Девочка снова посмотрела на меня. Ее зрачки блестели.
– Ты уже арестовал Борху? – спросила она.
– Нет еще. Сначала надо проверить.
– Я думала, ты мне соврешь. Борха звонил мне сегодня. Сидит себе преспокойненько дома.
– Ты очень сообразительная девочка. Но если будешь и дальше стоять, то вырастешь еще больше и уже не будешь девочкой, а может, не будешь и сообразительной.
Она отступила на шаг. Небо темнело.
– Очень поздно. Я не могу задерживаться.
– У Лусии готов ужин.
– Запоминаешь имена.
– Такая работа.
– У Лусии сегодня свободный вечер. Сегодня ужин готовит мать.
Я откинулся назад и попытался устоять перед ее чарами. Никогда не надо начинать того, чему потом не можешь положить конец.
– В таком случае ты должна идти. Мне бы не хотелось, чтобы у тебя по моей вине были неприятности с матерью.
– Ты подумаешь, что я сбежала, – проговорила она нараспев, и я не понял, шутит она или говорит серьезно.
– Нет. Вот что я сделаю. Завтра в одиннадцать я сяду на эту скамейку. Если ты придешь сюда до четверти двенадцатого, мы с тобой будем разговаривать и тебе никуда не надо будет спешить. А если не придешь, я пойму, уйду, и мы никогда больше не будем разговаривать. Как тебе это?
Росана засмеялась:
– Не обещаю. По субботам я встаю поздно. Если бы ты досидел до двенадцати, тогда – может быть, но тоже не обещаю.
– До четверти двенадцатого, ни минутой больше. Если в четверть двенадцатого ты не придешь, значит, тебя это не интересует. Спокойной ночи, приятных сновидений с ангелочками.
– Мне ангелочки не снятся. У меня уже три года как менструации.
– Ух ты.
– И я знаю, чего тебе надо, а то, может, думаешь, я не догадываюсь, – похвалилась она.
– Думаю, что не догадываешься. И если придешь завтра позже четверти двенадцатого, то никогда не догадаешься.
– Да я уже догадалась. Ходишь смотришь на девочек, как они прыгают через веревочку на переменке, подглядываешь трусики. И нечего выдумывать, будто полицейский.
– Я не выдумывал. Можешь думать что хочешь, Росана. Ты слишком красивая, чтобы потом раскаиваться.
– Прощай.
– До свиданья.
Она ушла, ночь опустилась на парк, а я все сидел на скамейке и все вспоминал ее плечи и терялся в мечтаниях, в которых и признаться-то нельзя.

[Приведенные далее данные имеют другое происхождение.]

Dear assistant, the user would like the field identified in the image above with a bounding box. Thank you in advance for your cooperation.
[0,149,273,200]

В ту пятницу дома я не разгадывал обычных кроссвордов, а взялся за бутылку “Блэк Баша”, купленную раньше в каком-то аэропорту. Организм принял только половину, другую я торжественно опрокинул в унитаз под звуки компакт-диска, ревевшего во всю мочь, дабы наконец-то определились мои отношения с соседями под строгие аккорды роскошной музыки, которой мир обязан Эллисону Мойету, нашедшему для нее самое что ни на есть удачное название: Winter Kills.
Нынче, оглушенные средствами массовой информации, которые то проедают плешь, чтобы срочно бежали смотреть киношку про пошлого и напыщенного Бетховена, то возводят в ранг святого помершего от передозировки англосаксонского подонка, который и гитару-то в руках держать не умел, люди не отваживаются сказать, что они думают о музыке. Опасно высказать мысль, что Мик Джаггер, по сути, делает то же самое, что делал Малер, но ежу понятно: ничего нельзя сказать ни против одного, ни против другого, и потому большинство начинает сомневаться в собственном вкусе и предпочитает сидеть помалкивать или повторять то, что говорят по телику и в газетах.
Признаюсь, я тоже, как всякий другой, испытал на своей шкуре это давление, и когда однажды попытался взбунтоваться, мой собеседник вывалил на меня тонну готовых болванок, так что у меня не осталось почти никаких доводов. Говорю почти, потому что один всегда остается, и тут я могу его привести: единственная стоящая музыка – та, которая меня волнует, а вот почему она меня волнует, хрен ее знает; волнует, и все.